Après une semaine de grève, les opérateurs ont décidé de relancer leurs rotations, malgré l’absence de réponses structurelles aux préoccupations soulevées. Une décision qui traduit le poids des contraintes financières pesant sur un secteur où l’arrêt prolongé des activités devient difficilement soutenable.
Une grève révélatrice d’un secteur sous tension
Le mouvement avait été déclenché pour dénoncer les risques sécuritaires et la dégradation avancée des routes, notamment dans le Parc National des Virunga, devenu un point critique pour les transporteurs.
Mais au fil des jours, l’impact économique de la paralysie s’est fait sentir : pertes de revenus pour les agences et chauffeurs ; blocage des échanges commerciaux ; difficultés accrues pour les populations dépendantes de cet axe.
Face à cette pression, la poursuite de la grève apparaissait de plus en plus intenable.
Une reprise sans garanties
La décision de reprendre le trafic ne s’appuie pas sur une amélioration notable de la situation sécuritaire ou de l’état des infrastructures.
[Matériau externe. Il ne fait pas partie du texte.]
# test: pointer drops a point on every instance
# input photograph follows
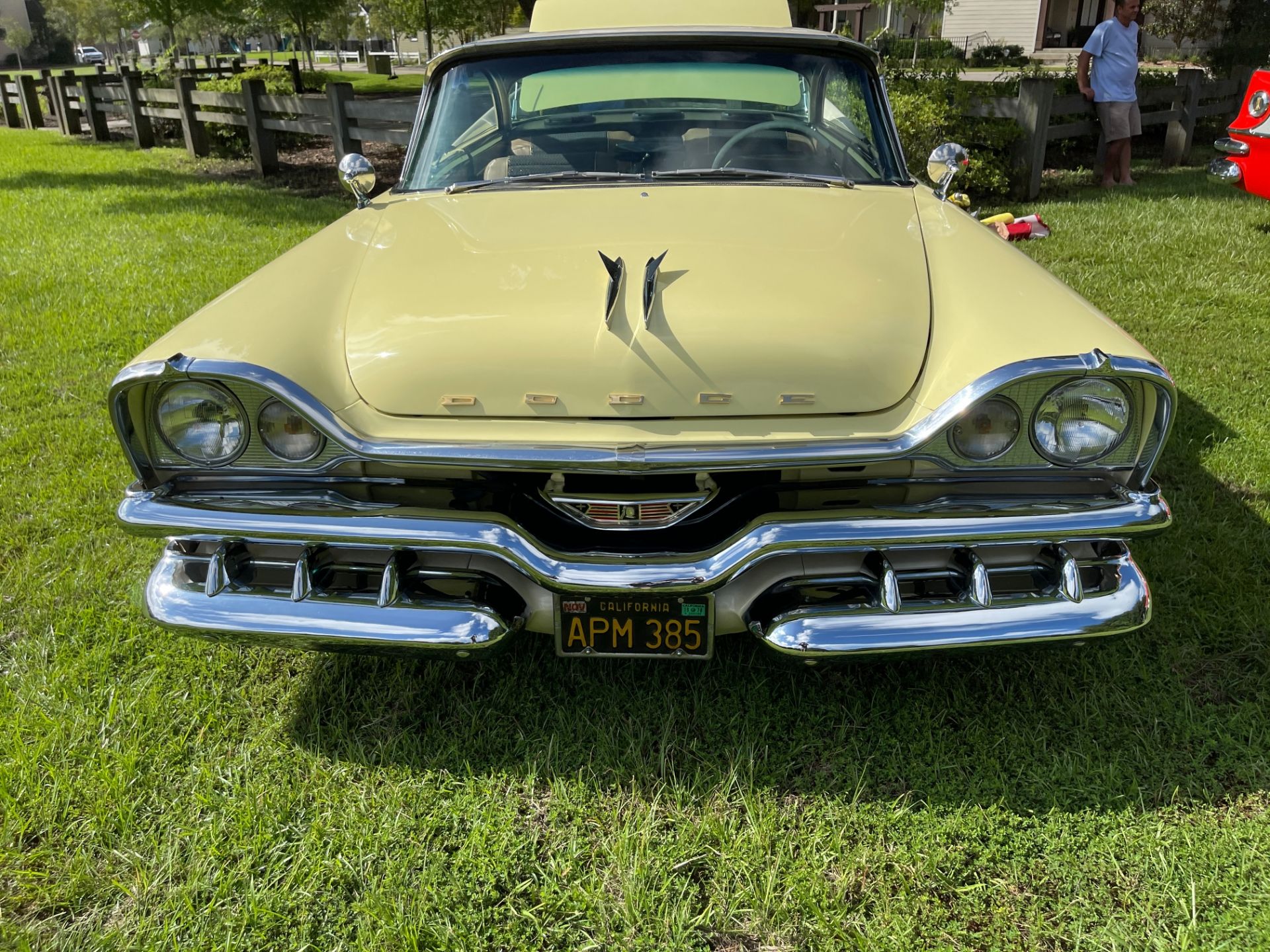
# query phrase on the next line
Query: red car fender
(1246, 160)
Elle reflète plutôt un arbitrage pragmatique : continuer à opérer malgré les risques plutôt que subir des pertes prolongées.
Sur cet axe vital, les transporteurs restent exposés : aux attaques armées ; aux routes impraticables ; à des coûts d’exploitation élevés.
L’économie plus forte que la contestation
Cet épisode illustre un phénomène récurrent dans l’est de la RDC : la primauté de la survie économique sur les mouvements de protestation.
Dans un environnement fragile, les acteurs économiques disposent de marges de manœuvre limitées. La grève, bien que légitime dans ses revendications, ne peut s’inscrire dans la durée sans menacer directement les moyens de subsistance.
Un retour à la normale… sous contrainte
La reprise du trafic entre Butembo et Goma ne signifie donc pas un retour à la normale au sens strict. Elle traduit plutôt une adaptation forcée à un contexte où les risques sont intégrés comme une donnée permanente.
Dans cette région, circuler reste un compromis entre nécessité économique et exposition sécuritaire.